Heinrich Plütschau (last name also Plütschow or Plütscho; 1676, Wesenberg, Germany – 4 January 1752, Beidenfleth, Germany) was along with Bartholomäus Ziegenbalg, the first German Lutheran priest to arrive in India.

==Life and work==
Plütschau attended Friedrichswerdersches Gymnasium in Berlin with Joachim Lange as rector and then, studied Theology at the Martin Luther University of Halle-Wittenberg. There he came into contact with August Hermann Francke, the founder of the Francke Foundations.
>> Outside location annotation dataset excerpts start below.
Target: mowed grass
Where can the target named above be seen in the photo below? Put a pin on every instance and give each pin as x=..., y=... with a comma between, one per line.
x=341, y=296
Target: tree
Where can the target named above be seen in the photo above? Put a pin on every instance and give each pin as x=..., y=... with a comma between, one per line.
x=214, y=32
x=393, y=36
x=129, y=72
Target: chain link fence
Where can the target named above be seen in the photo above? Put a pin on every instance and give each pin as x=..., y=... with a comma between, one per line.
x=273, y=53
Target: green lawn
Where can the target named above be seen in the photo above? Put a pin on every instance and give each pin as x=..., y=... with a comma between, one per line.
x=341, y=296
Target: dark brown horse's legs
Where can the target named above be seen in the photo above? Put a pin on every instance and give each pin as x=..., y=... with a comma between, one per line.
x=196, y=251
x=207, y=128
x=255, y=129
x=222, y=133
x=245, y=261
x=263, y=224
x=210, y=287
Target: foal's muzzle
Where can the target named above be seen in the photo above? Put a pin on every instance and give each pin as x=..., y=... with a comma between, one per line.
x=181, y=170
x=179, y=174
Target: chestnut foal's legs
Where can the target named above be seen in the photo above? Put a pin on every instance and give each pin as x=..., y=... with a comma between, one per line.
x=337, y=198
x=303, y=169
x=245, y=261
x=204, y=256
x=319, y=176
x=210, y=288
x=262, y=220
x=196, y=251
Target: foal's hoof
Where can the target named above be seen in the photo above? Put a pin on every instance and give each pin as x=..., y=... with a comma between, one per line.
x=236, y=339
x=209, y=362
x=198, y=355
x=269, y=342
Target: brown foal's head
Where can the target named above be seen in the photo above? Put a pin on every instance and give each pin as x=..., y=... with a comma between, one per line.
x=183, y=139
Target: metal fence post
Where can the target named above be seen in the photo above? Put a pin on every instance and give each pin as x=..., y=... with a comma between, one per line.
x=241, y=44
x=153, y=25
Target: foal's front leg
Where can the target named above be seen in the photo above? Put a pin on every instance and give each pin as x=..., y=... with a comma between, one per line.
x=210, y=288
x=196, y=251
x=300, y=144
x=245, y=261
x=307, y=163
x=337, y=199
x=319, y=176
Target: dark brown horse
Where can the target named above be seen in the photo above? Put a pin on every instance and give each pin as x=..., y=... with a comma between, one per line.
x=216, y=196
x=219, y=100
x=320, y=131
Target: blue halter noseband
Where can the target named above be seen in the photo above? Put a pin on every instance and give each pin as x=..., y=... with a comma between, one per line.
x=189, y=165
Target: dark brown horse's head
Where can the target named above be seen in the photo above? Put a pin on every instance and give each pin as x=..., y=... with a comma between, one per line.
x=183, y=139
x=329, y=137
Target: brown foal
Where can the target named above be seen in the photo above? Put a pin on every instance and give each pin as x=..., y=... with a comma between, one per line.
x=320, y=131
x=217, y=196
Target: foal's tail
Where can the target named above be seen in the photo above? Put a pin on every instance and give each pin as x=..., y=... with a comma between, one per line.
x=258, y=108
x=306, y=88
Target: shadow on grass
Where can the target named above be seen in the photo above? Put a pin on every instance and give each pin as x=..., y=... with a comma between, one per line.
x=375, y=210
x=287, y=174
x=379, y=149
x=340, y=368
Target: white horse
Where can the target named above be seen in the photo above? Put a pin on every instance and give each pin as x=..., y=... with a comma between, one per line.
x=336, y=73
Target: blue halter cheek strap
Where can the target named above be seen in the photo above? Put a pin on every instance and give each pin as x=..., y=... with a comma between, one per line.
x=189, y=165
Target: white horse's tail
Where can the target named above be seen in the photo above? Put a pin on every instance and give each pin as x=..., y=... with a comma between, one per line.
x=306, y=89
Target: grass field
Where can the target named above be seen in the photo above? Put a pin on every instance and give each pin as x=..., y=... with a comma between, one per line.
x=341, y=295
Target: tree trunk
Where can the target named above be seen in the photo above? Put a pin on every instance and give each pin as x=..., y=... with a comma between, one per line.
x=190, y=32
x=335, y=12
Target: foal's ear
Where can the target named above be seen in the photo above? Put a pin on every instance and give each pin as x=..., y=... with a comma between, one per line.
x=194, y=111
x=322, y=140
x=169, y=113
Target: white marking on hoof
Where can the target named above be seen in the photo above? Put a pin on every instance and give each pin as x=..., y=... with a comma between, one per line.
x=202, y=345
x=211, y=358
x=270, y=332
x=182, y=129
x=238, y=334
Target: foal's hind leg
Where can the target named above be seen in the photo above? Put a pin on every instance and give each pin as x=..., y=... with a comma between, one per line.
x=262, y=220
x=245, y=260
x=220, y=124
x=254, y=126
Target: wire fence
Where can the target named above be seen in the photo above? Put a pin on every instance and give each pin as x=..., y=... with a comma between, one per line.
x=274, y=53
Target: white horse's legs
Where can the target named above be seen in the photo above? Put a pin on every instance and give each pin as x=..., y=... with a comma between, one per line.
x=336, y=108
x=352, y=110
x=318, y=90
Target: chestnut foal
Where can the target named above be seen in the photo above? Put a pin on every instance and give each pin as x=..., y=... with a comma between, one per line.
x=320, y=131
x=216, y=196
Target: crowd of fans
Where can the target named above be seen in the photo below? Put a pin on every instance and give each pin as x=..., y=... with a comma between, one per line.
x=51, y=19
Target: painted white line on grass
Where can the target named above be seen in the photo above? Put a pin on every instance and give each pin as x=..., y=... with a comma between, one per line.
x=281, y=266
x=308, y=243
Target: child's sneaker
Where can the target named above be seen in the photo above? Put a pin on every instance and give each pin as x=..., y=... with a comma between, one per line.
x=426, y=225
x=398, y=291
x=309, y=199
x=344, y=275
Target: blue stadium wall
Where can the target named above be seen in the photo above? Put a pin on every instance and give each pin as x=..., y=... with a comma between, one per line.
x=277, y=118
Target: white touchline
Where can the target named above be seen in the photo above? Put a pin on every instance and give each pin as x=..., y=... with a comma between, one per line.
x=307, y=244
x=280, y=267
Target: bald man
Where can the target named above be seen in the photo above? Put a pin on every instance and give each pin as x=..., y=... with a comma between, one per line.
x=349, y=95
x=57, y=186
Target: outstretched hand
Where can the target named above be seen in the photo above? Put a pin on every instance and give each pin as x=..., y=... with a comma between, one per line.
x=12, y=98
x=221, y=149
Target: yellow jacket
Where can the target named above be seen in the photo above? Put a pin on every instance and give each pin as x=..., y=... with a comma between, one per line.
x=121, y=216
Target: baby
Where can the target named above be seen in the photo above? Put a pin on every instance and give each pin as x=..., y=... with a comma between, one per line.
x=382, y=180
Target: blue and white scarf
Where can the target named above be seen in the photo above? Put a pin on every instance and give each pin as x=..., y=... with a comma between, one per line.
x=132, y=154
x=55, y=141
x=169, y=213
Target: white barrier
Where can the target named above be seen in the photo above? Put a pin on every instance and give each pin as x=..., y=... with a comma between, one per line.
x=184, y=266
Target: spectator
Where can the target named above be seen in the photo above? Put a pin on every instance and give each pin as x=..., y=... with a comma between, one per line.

On a request of the Danish King Frederick IV for potential missionaries, Plütschau and his peer Ziegenbalg, were suggested by Lange. In 1705, they travelled to the Danish colony of Tranquebar on the southeastern coast of India, known as the Danish-Halle Mission.

The missionaries had already begun, during the voyage, to learn Portuguese, the lingua franca and the local Indian language, Tamil. With increasing work, the missionaries shared their community tasks. Plütschau focused on the parishioners who spoke Portuguese and Ziegenbalg on the Tamil-speaking community because of his particular language skills. In 1711, Plütschau returned to Germany for health reasons. There he brought out Luther's Small Catechism in Tamil and taught mission candidates in the language. In 1714, he received the pastorate of Beidenfleth, ruled at the time by the Danish Crown, where he worked until 1750. He died two years later.